Re: Ottawa and slow hash-table resize

David Miller <davem@xxxxxxxxxxxxx> · Tue, 24 Feb 2015 12:09:44 -0500 (EST)

From: Patrick McHardy <kaber@xxxxxxxxx>
Date: Tue, 24 Feb 2015 10:39:18 +0000

> On 24.02, Thomas Graf wrote:
>> On 02/23/15 at 03:06pm, Paul E. McKenney wrote:
>> > On Mon, Feb 23, 2015 at 05:32:52PM -0500, David Miller wrote:
>> > > I just did a quick scan of all code paths that do inserts into an
>> > > rhashtable, and it seems like all of them can easily block.  So why
>> > > don't we do that?  Make inserts sleep on an rhashtable expansion
>> > > waitq.
>> > > 
>> > > There could even be a counter of pending inserts, so the expander can
>> > > decide to expand further before waking the inserting threads up.
>> > 
>> > Should be reasonably simple, and certainly seems worth a try!
>> 
>> Agreed. Definitely desirable for nft_hash. I like the pending counter
>> idea. I'm experimenting with various ideas on blocking inserts for
>> Netlink. Blocking too long might open DoS vectors as one app could
>> easily delay the creation of sockets for other applications.
> 
> Regarding nft_hash, blocking in the netlink path certainly seems fine,
> but we will soon also have inserts from the packet processing path,
> where we obviously can't block.

Indeed, I remembered last night that for TCP sockets blocking will not
work at all.

And having a flood of 1 million new TCP connections all at once
shouldn't knock us over.

Therefore, we will need to find a way to handle this problem without
being able to block on insert.

Thinking about this, if inserts occur during a pending resize, if the
nelems of the table has exceeded even the grow threshold for the new
table, it makes no sense to allow these async inserts as they are
going to make the resize take longer and prolong the pain.

On one hand I like the async resize because it means that an insert
that triggers the resize doesn't incur a huge latency spike since
it was simply unlucky to be the resize trigger event.  The async
resize smoothes out the cost of the resize across the system.

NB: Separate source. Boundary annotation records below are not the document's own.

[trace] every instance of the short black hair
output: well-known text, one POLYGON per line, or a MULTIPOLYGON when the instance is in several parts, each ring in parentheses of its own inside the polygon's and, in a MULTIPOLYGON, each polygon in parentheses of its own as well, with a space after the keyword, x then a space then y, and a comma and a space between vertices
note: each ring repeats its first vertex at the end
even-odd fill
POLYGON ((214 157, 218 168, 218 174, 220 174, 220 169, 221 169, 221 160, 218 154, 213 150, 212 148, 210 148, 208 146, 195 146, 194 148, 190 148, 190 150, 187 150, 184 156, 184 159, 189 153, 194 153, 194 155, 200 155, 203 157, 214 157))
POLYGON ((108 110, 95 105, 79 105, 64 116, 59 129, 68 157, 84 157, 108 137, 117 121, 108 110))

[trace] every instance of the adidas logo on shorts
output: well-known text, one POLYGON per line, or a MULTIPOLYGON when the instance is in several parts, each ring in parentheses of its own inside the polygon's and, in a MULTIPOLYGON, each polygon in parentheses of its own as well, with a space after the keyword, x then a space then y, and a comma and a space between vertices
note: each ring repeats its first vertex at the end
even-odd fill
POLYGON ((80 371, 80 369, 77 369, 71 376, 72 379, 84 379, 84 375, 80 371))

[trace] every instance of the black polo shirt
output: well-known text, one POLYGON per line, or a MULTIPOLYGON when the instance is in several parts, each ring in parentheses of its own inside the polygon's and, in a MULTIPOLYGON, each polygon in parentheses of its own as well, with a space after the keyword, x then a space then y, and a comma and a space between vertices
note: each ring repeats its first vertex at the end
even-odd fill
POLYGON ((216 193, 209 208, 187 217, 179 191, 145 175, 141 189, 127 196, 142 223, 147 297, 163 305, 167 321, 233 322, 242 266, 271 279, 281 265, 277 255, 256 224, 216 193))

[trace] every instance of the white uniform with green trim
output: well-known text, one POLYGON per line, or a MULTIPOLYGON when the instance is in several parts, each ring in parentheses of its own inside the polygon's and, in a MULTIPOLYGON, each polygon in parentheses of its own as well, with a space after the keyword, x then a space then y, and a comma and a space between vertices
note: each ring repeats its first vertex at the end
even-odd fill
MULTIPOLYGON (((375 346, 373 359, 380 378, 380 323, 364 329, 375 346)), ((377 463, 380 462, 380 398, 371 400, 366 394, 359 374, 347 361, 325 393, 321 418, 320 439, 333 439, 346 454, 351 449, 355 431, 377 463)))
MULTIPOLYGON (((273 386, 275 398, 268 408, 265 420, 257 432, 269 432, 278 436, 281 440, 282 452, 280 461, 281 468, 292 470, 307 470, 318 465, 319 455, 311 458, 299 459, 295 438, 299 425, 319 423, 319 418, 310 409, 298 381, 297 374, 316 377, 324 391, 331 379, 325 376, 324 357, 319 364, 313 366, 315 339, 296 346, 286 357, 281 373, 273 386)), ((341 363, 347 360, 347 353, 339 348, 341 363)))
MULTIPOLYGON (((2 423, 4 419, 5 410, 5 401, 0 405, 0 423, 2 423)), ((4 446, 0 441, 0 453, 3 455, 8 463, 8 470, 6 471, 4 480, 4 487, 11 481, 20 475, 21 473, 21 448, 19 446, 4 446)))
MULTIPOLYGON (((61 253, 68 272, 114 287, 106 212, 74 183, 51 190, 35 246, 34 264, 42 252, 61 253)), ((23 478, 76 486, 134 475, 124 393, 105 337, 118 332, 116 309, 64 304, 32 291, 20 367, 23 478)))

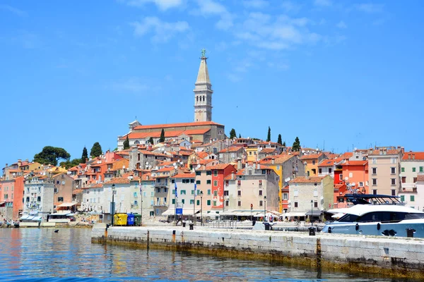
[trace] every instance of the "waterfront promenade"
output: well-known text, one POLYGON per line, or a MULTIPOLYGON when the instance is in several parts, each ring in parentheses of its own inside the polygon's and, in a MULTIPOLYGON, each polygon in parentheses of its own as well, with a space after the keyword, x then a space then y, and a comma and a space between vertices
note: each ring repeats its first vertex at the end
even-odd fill
POLYGON ((92 243, 261 259, 322 269, 424 278, 424 240, 194 226, 108 227, 96 223, 92 243))

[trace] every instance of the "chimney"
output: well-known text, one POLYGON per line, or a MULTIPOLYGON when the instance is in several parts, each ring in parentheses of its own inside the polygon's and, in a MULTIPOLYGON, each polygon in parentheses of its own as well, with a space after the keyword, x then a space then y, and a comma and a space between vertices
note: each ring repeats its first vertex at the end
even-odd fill
POLYGON ((242 159, 238 158, 237 159, 237 170, 240 171, 242 169, 242 159))

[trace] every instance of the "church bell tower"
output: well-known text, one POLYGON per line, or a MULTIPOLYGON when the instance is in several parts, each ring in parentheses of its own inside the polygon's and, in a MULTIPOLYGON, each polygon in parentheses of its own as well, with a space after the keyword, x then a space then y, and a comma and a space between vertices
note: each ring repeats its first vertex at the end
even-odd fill
POLYGON ((194 121, 212 121, 212 85, 209 80, 206 51, 201 50, 197 80, 194 83, 194 121))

This scheme works really well if, on average, the resize operation
completes before enough subsequent inserts occur to exceed even
the resized tables resize threshold.

So I think what I'm getting at is that we can allow parallel inserts
but only up until the point where the resized tables thresholds are
exceeded.

Looking at how to implement this, I think that there is too much
configurability to this code.  There is no reason to have indirect
calls for the grow decision.  This should be a quick test, but it's
not because we go through ->grow_decision.  It should just be
rht_grow_above_75 or whatever, and inline this crap!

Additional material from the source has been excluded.